Oh, no, he's even worse with containers. The only containers I can have are the kinds that are too big for him to knock around, which means REALLY big containers. Like the kind you plant trees in. Even then, he digs out any smaller plants.
David (whose e-mail I don't have because I'm at work) suggested something which we had planned to do but forgotten all about: give Doc his own digging area and encourage him to play in that spot. I've heard that some people have had success with this approach, especially with breeds of dogs that are natural diggers (huskies, malamutes, samoyeds ... Doc's mom was a samoyed mix).
I'm going to work on it this weekend. I had gone so far as to buy some compost for him last fall, but he tore open the bags before I got them moved to the proper spot, and I never got back to it. I was advised to bury some toys or treats in that spot from time to time, and fill in the holes on a regular basis, and just make the other areas of the yard as unattractive for him as possible.
The only problem I can see is that I think he sometimes digs in spots where the squirrels have already been digging around -- in other words, if the squirrels keep digging in my garden, Doc probably will, too. I found that cayenne pepper didn't work at all with Doc, but maybe it will with squirrels?

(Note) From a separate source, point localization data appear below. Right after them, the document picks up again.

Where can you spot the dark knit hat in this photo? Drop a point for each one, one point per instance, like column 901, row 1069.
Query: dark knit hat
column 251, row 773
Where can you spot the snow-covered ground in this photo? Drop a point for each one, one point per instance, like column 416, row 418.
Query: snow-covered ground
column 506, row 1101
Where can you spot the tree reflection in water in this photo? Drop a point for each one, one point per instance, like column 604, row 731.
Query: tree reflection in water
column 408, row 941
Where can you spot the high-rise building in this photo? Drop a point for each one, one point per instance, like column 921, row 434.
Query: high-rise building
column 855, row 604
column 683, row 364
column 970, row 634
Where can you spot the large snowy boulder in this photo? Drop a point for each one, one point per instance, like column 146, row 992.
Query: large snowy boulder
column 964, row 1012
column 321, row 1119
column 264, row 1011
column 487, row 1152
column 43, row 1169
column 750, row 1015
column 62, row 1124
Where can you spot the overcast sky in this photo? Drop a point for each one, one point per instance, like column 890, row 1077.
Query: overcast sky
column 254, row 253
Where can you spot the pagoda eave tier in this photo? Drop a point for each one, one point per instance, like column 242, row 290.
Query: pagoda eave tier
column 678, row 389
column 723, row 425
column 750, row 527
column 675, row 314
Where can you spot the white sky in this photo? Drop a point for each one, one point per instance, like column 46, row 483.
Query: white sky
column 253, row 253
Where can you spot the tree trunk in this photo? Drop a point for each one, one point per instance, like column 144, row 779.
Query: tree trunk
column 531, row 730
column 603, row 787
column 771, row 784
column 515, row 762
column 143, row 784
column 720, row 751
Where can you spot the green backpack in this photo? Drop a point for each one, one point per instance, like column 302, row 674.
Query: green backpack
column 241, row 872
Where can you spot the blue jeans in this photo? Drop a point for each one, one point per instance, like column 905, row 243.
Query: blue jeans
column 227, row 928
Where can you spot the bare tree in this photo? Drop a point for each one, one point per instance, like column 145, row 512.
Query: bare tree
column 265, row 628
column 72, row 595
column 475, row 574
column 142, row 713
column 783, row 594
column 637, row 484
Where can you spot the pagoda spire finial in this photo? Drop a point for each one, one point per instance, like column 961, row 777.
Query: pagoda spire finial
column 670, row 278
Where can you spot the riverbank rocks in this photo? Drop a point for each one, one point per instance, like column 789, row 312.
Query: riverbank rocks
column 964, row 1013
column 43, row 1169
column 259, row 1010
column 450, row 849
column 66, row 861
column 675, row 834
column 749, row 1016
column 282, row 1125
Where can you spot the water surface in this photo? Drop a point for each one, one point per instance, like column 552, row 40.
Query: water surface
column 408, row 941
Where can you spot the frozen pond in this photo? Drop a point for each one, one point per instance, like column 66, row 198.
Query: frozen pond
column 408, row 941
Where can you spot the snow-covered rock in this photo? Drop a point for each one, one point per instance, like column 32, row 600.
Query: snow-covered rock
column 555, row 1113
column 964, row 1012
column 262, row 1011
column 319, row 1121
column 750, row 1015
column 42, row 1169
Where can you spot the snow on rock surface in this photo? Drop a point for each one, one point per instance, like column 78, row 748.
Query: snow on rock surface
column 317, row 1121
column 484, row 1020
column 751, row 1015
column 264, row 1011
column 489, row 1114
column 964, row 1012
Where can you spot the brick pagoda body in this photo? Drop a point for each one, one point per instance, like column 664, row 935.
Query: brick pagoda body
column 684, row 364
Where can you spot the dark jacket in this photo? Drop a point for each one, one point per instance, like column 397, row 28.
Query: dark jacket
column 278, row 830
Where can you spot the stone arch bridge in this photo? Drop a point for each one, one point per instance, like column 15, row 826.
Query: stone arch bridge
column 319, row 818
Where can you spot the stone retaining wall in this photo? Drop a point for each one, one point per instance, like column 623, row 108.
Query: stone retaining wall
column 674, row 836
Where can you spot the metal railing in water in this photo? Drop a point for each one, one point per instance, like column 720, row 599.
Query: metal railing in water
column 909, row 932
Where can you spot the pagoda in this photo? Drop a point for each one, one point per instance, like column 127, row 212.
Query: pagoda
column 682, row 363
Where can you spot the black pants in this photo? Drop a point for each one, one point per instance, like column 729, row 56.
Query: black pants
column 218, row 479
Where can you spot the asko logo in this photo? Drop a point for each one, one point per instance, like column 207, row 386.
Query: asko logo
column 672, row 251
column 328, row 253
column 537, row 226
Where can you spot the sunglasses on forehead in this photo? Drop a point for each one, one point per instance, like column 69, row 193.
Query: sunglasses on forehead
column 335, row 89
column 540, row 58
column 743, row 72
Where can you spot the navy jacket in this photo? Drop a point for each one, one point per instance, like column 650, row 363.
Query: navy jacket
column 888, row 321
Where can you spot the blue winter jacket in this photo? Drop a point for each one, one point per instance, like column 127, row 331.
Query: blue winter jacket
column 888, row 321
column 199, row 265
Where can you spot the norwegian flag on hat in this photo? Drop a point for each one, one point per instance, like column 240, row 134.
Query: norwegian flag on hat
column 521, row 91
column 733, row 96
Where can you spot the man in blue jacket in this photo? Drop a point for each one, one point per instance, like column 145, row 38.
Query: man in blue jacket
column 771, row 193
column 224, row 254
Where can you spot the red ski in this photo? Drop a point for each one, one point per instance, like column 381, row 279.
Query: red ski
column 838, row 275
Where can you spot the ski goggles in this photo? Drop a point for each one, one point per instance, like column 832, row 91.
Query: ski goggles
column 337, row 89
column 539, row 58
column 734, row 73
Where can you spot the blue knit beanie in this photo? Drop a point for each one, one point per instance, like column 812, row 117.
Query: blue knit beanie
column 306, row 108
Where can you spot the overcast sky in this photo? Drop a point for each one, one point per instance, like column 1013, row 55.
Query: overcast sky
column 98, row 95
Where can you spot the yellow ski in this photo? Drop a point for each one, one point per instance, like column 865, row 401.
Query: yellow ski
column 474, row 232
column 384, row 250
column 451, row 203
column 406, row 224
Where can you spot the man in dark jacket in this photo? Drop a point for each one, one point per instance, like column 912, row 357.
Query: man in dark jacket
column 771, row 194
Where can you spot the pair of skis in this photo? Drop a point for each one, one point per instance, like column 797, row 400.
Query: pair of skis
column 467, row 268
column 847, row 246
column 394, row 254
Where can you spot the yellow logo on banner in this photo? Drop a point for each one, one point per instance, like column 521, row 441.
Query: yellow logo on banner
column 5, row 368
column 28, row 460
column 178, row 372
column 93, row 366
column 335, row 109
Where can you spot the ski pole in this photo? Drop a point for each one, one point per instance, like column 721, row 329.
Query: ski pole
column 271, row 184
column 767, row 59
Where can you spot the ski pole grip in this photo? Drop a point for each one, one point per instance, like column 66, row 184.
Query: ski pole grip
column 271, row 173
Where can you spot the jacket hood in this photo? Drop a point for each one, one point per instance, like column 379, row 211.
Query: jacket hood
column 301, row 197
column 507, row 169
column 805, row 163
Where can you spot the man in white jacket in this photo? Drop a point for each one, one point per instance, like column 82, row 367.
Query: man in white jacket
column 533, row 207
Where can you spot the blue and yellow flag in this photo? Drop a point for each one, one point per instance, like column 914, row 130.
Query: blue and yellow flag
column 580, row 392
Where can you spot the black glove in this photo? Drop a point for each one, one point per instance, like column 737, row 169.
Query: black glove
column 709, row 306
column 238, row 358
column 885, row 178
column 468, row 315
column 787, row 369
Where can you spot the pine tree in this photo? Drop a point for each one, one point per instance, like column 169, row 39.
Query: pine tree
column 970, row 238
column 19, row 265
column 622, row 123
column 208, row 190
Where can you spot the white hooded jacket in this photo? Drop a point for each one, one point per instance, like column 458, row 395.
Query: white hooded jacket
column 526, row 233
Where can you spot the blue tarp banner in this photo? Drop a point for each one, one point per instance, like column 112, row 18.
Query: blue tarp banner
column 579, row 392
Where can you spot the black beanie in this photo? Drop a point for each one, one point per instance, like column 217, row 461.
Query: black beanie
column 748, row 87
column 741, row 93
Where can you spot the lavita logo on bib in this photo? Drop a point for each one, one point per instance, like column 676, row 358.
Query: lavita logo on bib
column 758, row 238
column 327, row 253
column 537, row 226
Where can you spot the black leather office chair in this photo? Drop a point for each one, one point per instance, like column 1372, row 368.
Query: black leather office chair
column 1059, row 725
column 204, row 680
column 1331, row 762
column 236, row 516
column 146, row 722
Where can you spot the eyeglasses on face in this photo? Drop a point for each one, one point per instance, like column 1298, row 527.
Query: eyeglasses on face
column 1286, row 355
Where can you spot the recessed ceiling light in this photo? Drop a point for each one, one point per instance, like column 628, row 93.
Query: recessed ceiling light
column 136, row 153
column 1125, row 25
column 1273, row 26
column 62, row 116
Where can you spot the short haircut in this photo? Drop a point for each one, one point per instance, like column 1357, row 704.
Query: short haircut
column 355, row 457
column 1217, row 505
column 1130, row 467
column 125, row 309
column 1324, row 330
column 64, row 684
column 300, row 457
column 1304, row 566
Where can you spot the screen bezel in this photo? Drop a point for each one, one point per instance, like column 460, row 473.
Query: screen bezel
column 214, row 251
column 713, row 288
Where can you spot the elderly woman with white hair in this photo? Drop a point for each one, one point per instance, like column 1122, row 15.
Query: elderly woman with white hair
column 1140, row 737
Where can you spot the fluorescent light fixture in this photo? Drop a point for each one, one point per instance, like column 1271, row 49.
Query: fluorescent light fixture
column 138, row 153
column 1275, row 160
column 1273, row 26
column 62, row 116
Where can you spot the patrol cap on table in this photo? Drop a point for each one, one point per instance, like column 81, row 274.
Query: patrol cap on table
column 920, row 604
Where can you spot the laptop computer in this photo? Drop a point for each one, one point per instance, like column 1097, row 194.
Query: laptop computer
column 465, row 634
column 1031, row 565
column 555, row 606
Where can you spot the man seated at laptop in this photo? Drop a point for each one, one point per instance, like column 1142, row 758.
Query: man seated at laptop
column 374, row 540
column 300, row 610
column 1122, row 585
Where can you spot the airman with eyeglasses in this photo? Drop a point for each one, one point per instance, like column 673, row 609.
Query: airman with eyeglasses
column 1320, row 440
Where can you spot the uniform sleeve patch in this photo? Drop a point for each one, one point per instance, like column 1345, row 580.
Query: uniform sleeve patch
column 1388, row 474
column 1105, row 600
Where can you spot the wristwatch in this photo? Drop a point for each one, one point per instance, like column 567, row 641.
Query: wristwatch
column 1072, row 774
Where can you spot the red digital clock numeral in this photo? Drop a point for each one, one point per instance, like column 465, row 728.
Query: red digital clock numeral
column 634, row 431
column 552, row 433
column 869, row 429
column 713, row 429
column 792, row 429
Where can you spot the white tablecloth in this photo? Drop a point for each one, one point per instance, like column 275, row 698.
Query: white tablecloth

I'll give it another try. (I've heard that the pepper flakes are more effective than the powder, so I'll try the flakes this time.)
Thank you, everyone, for your suggestions!
-- Beth (email@example.com), April 25, 2000.
I used to have a German Spitz, a dog who loved, loved, loved to dig. She grew out of her digging fetish around three or four years old but I bet you don't want to wait that long for a veggie garden.....we used the Designated Digging Area approach on her and it worked rather well. It took her a little while to get the picture of where digging was okay and where digging was NOT okay (the behavior can generalize a little bit but if you've been through training with Doc, he'll probably catch on quicker than you think) but eventually she got it and we never had any problems after that.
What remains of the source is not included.